This is the rule: the faster the oscillation, the shorter is the average difference in time between the quickest and slowest reactions to the stimulus (Anderson, 1994; Jensen, 1998; Vernon et al., 2000). Jensen (1998) argues that periodic oscillation of the action potentials of assemblies of neurons could underlie the variability in speed tasks. This neural oscillation model is thought to represent neural noise (Barrrett et al., 1990; Callaway, 1979; Fairbank et al., 1991; Jensen, 1992). By analogy, << the static and cross talk on a bad telephone line, reduces the efficiency of communication and thereby increases the time of the callers' conversation, because many words and phrases have to be repeated to get the message across >> (Jensen, 1998, p. 255).
What's neural noise?
More than forty years ago, FitzHugh (1961) noted that neurons can be described as oscillators in which the voltage across the cell membrane changes according to two processes: (a) the fast action potential (or spike) and (b) the slower-varying post-synaptic potential.

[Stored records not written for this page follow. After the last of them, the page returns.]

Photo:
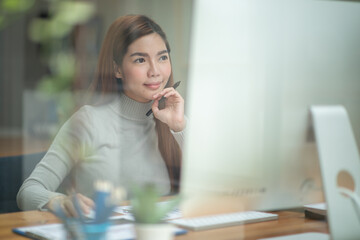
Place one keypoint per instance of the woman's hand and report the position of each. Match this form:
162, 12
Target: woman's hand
67, 206
173, 113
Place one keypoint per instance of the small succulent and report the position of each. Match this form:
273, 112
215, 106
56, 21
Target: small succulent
146, 205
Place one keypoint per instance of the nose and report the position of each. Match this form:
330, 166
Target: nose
154, 70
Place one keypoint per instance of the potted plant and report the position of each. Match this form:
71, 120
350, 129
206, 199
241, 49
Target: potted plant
149, 213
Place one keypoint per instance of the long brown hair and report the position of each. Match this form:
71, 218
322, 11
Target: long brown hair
122, 32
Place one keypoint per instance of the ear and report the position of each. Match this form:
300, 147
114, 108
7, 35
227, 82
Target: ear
117, 70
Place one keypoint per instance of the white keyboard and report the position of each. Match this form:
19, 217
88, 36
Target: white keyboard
223, 220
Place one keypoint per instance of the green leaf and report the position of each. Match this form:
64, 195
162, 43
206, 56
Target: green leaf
146, 205
13, 6
73, 13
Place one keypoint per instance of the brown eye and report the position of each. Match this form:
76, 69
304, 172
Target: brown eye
163, 58
140, 60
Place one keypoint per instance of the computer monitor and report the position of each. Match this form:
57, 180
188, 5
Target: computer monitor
255, 69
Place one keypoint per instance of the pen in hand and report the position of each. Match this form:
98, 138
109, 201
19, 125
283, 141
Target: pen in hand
163, 98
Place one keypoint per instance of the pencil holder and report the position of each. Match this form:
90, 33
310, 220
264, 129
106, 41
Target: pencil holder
96, 231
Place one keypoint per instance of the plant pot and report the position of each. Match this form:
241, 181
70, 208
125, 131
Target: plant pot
161, 231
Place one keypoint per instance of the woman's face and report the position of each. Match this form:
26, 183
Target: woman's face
146, 68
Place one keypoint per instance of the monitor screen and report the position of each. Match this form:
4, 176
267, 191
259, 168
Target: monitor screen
255, 69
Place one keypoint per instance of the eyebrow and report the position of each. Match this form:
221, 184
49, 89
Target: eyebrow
146, 55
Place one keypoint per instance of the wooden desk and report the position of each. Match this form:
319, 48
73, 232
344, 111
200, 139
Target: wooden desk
289, 222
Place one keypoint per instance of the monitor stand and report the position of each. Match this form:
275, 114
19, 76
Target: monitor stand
340, 170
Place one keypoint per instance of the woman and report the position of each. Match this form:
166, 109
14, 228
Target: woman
116, 141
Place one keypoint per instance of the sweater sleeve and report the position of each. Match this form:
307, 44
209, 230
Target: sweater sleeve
68, 147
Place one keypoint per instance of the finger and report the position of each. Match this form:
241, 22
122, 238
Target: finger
68, 208
163, 92
169, 94
86, 204
155, 107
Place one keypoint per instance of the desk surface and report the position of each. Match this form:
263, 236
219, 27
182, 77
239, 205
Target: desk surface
289, 222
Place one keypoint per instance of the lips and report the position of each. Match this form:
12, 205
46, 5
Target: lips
153, 86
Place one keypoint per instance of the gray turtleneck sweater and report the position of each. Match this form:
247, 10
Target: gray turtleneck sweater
115, 142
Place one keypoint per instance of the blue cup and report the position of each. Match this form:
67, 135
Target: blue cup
95, 231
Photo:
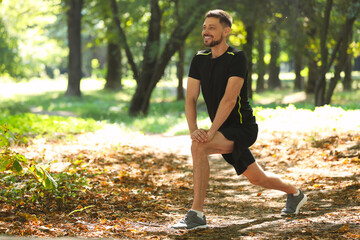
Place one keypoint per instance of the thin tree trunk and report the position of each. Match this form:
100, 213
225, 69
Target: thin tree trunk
299, 81
343, 56
248, 50
180, 72
312, 76
123, 41
74, 38
181, 60
113, 75
321, 82
274, 68
141, 99
348, 70
260, 84
149, 63
348, 64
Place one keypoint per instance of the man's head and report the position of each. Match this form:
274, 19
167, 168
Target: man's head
216, 28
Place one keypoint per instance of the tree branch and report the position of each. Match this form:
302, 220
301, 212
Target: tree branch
122, 36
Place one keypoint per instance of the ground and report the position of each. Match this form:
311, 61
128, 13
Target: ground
138, 185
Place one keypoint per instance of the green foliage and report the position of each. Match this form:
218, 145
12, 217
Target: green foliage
32, 125
18, 164
9, 58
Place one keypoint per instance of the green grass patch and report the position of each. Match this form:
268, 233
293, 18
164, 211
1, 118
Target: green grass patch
39, 107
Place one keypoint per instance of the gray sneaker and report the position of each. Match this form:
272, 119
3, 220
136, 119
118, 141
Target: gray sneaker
191, 221
293, 204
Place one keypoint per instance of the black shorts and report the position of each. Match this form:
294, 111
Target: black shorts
243, 136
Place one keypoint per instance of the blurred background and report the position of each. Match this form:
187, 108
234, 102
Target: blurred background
131, 57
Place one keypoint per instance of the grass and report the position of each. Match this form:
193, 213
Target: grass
20, 102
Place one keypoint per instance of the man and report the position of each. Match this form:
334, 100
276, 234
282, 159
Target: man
221, 74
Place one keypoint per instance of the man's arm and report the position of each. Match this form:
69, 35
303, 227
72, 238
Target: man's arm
192, 95
226, 105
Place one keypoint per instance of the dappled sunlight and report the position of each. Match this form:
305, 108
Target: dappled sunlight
322, 120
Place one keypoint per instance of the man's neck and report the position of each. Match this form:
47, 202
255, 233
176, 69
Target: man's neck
219, 49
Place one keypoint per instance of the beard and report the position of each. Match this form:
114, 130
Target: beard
213, 43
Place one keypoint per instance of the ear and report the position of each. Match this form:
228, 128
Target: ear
227, 31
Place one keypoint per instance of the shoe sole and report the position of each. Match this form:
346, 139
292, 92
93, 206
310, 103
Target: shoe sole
198, 227
301, 203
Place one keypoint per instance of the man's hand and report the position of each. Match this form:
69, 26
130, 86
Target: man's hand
200, 135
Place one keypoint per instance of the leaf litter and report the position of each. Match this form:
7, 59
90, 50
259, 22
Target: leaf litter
136, 190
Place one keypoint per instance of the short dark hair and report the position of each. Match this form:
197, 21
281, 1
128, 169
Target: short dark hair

More recently, Ward (2003) has suggested that neural oscillations are closely related to basic cognitive processes. << Fundamental cognitive processes arise from the synchronous activity of neurons in the brain (...) Specific oscillations can be identified with particular cognitive processes: theta and gamma rhythms with memory encoding and retrieval, alpha and gamma rhythms with attentional suppression and focusing, and global synchronization at the gamma frequency with consciousness >> (p. 558).
There are some models linking neural oscillations to memory processes (Almeida and Idiart, 2002; Clayton and Frey, 1997; Lisman and Idiart, 1995). For instance, Lisman and Idiart's (1995) model postulates a connection between theta and gamma oscillations produced from the neural basis of memory span tasks (short-term memory and working memory; see Colom et al., 2006). Memories are stored in groups of pyramidal neurons firing in synchrony. This firing dissipates with time, so this requires some sort of refreshing. The individual memories are refreshed at the gamma frequency, whereas the overall refresh cycle is repeated at the theta frequency.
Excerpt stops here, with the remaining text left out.